The main mechanism underlying the functional improvement of viable segments after AMI is the resolution of myocardial stunning in regions that underwent temporary ischemia but survived owing to either reopening of the infarct-related artery or reperfusion through collaterals (25). Myocardial stunning is believed to result from calcium overload at the time of reperfusion with secondary damage to contractile proteins of the troponin complex (26). Several days or sometimes weeks are required to repair the damaged contractile apparatus, accounting for the typical time course of functional recovery associated with this condition (5–7,25,26). However, the mechanistic interpretation of findings from studies performed in patients with chronic ischemic heart disease (11,27) is much less obvious. The pathophysiology of chronically dysfunctional myocardium has been the subject of intense debate in the past two decades (27–29), and the mechanisms of functional improvement after revascularization in that setting remain unresolved (27–29). Moreover, in the case of chronic myocardial dysfunction, the issues related to local functional interdependence are of even greater importance given that patient cohorts tend to be less uniform and medical management less standardized than in the acute setting. Further investigation on the fundamental mechanisms underlying functional recovery of "hibernating" myocardium will likely provide fundamental insights into the pathophysiology of heart failure due to chronic ischemic myocardial damage.
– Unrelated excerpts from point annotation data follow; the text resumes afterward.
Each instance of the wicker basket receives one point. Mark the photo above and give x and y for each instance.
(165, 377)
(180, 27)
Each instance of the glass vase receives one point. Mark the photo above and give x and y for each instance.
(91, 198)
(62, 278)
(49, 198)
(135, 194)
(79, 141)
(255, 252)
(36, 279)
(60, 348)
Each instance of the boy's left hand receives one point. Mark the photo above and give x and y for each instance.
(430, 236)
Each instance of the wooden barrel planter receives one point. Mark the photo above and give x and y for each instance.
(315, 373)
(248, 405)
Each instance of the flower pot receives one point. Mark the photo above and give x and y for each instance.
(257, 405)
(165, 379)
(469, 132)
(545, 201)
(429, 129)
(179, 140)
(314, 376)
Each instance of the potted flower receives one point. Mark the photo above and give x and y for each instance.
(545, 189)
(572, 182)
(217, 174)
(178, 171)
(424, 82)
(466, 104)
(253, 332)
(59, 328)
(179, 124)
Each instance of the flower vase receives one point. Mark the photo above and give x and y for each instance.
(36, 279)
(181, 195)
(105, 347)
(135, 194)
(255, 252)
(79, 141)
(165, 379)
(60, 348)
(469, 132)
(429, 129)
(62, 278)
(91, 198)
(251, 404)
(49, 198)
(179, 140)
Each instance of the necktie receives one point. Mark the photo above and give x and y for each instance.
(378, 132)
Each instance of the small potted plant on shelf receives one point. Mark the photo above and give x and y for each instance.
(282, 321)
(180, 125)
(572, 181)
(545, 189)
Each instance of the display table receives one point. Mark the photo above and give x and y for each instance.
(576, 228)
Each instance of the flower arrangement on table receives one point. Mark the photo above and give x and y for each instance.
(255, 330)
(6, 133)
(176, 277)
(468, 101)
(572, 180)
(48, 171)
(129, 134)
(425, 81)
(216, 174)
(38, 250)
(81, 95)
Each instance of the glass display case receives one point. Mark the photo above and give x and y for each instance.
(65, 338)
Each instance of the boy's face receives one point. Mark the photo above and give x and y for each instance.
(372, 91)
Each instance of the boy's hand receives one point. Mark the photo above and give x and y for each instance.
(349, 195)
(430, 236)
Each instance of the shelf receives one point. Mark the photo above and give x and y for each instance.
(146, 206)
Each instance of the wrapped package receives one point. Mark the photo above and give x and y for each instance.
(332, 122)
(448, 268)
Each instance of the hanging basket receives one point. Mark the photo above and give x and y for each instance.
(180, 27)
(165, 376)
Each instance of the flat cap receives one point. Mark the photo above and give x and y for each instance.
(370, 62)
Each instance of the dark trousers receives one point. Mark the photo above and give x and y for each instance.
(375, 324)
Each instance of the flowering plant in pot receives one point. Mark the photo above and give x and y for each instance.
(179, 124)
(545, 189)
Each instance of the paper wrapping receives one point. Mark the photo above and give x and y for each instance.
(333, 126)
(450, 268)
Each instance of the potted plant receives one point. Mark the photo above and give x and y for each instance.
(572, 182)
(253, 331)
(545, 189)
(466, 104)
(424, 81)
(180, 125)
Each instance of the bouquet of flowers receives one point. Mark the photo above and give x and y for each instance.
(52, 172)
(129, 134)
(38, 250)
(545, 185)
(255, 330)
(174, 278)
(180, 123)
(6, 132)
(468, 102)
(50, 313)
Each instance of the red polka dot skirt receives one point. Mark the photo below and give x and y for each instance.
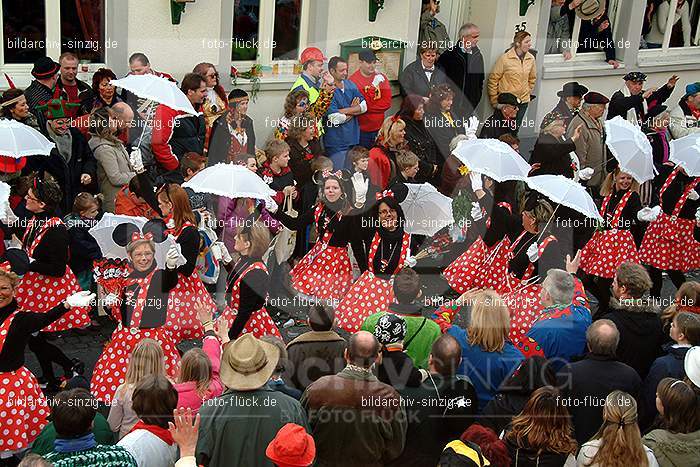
(324, 272)
(368, 295)
(669, 244)
(607, 250)
(40, 293)
(110, 370)
(23, 409)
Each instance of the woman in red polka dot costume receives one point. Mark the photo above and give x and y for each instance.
(615, 243)
(23, 408)
(142, 305)
(325, 272)
(173, 205)
(372, 292)
(248, 283)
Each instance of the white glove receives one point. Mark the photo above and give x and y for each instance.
(171, 257)
(586, 173)
(110, 300)
(476, 212)
(649, 214)
(361, 185)
(271, 205)
(477, 182)
(533, 252)
(136, 161)
(80, 299)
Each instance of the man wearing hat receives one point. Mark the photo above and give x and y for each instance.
(376, 90)
(241, 423)
(590, 145)
(685, 119)
(569, 102)
(41, 90)
(355, 418)
(632, 102)
(71, 163)
(502, 121)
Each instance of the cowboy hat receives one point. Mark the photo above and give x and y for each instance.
(590, 9)
(248, 363)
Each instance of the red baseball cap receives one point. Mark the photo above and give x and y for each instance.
(312, 53)
(292, 447)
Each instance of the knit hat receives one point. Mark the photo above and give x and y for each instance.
(58, 108)
(390, 329)
(45, 68)
(292, 447)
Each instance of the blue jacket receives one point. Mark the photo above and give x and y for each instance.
(342, 137)
(486, 370)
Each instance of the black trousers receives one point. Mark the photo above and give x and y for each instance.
(47, 353)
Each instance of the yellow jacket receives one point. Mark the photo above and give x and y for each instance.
(512, 75)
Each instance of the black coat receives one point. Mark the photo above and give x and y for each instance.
(67, 174)
(438, 411)
(553, 156)
(641, 335)
(413, 79)
(465, 72)
(585, 385)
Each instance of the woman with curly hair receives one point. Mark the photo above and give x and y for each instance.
(618, 442)
(542, 434)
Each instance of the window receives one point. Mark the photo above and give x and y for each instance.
(267, 31)
(32, 29)
(664, 30)
(569, 35)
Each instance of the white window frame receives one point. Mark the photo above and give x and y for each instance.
(266, 30)
(667, 55)
(21, 72)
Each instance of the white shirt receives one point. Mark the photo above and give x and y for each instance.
(148, 449)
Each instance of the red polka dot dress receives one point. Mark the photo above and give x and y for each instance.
(325, 271)
(369, 294)
(40, 293)
(110, 369)
(668, 242)
(609, 248)
(260, 323)
(23, 407)
(523, 297)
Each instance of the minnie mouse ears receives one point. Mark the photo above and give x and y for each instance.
(127, 232)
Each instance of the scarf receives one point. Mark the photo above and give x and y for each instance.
(64, 143)
(162, 433)
(75, 444)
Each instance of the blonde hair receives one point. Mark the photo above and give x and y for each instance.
(620, 440)
(490, 322)
(196, 366)
(389, 128)
(146, 359)
(608, 186)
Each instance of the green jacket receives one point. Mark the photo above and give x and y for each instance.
(104, 435)
(237, 426)
(425, 330)
(674, 449)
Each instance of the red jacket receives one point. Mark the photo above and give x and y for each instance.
(163, 124)
(378, 101)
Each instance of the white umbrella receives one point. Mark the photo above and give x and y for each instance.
(565, 191)
(230, 180)
(20, 140)
(686, 153)
(102, 233)
(157, 89)
(493, 158)
(426, 210)
(631, 148)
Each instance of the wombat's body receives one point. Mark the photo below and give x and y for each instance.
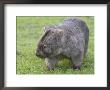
(69, 38)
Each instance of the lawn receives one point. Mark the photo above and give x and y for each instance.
(29, 30)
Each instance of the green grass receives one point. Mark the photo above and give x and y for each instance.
(29, 31)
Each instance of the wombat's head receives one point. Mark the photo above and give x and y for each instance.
(50, 43)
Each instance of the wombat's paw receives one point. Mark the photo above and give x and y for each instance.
(49, 69)
(77, 67)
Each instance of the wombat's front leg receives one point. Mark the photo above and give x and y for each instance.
(77, 61)
(51, 63)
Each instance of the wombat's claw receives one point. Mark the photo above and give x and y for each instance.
(77, 68)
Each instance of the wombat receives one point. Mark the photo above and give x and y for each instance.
(69, 38)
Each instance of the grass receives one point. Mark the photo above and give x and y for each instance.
(29, 31)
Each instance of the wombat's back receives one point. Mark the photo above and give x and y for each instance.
(76, 27)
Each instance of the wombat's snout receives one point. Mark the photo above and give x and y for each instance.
(37, 52)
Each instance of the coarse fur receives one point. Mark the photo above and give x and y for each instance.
(69, 38)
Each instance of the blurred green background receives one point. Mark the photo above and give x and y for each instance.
(29, 31)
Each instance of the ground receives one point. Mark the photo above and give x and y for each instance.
(29, 31)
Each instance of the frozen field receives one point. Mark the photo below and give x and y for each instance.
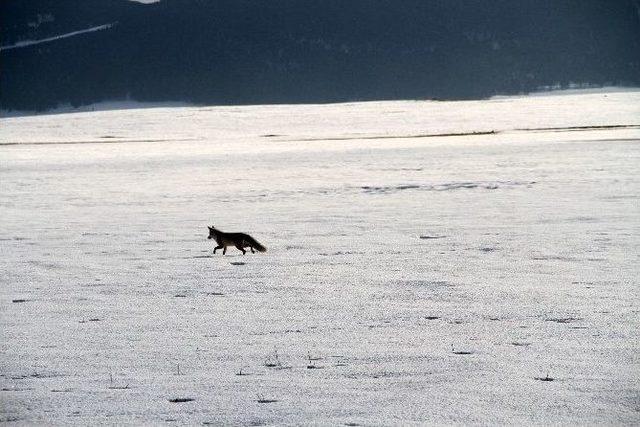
(485, 278)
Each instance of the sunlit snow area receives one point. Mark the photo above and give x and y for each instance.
(428, 263)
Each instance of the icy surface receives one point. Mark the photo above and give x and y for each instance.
(25, 43)
(411, 278)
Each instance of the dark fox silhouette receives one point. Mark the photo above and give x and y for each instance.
(239, 240)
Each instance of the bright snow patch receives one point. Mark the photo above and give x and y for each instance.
(412, 278)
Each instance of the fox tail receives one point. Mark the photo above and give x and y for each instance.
(253, 242)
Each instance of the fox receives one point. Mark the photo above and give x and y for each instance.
(239, 240)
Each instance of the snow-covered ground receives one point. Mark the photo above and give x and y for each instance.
(485, 278)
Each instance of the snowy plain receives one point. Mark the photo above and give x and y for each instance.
(429, 263)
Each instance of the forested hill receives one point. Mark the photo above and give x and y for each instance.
(293, 51)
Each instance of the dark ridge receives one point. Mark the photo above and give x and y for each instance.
(222, 52)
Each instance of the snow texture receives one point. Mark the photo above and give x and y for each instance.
(485, 277)
(25, 43)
Today, some of the greatest limitations to the routine use of contrast-enhanced MRI to assess viability in patients with ischemic heart disease relate to economic and organizational factors such as cost, easy access to equipment, and availability of personnel trained to perform and interpret MRI studies. This is unfortunate because from both the clinical and scientific perspectives, greater utilization of this technology by cardiologists and other cardiovascular scientists would be highly desirable. From a clinical perspective, the available body of literature indicates that contrast-enhanced MRI can be very useful in patients with AMI and also in those with chronic LV dysfunction due to ischemic heart disease. From a scientific standpoint several directions require further exploration in the quest for a more complete understanding of myocardial ischemic injury. Among potential directions for further research, the link between viability and malignant arrhythmias ranks high given the persistently elevated incidence of sudden death among patients with ischemic heart disease (30). In this regard, although extremely useful clinically, currently used techniques to assess myocardial viability may obscure the presence of "gray areas" corresponding to necrotic tissue intermingled with normal myocardium. The latter limitation may be of particular importance to investigational efforts directed at further clarifying the role of border-zone and/or non-transmural myocardial injury in the genesis of ventricular arrhythmias (31). Future lines of investigation should also include: 1) further research on microvessel damage and its role in the ultimate viability of segments injured by ischemia and reperfusion (32); 2) the development of ionic distribution maps including sodium (32–35) and eventually potassium (34) MRI to further probe cellular responses to ischemia and reperfusion; and 3) the potential to superimpose structural myocardial alterations to detailed measurements of function (6,16–18) and metabolism (32–35). The results accomplished so far, as well as the possible pathways of discovery that lay ahead, place MRI and spectroscopy at the forefront of techniques likely to produce future breakthrough knowledge on myocardial viability. The paper by Beek et al. (7) is an important step in the right direction.

	Footnotes

 
Editorials published in the Journal of the American College of Cardiology reflect the views of the authors and do not necessarily represent the views of JACC or the American College of Cardiology.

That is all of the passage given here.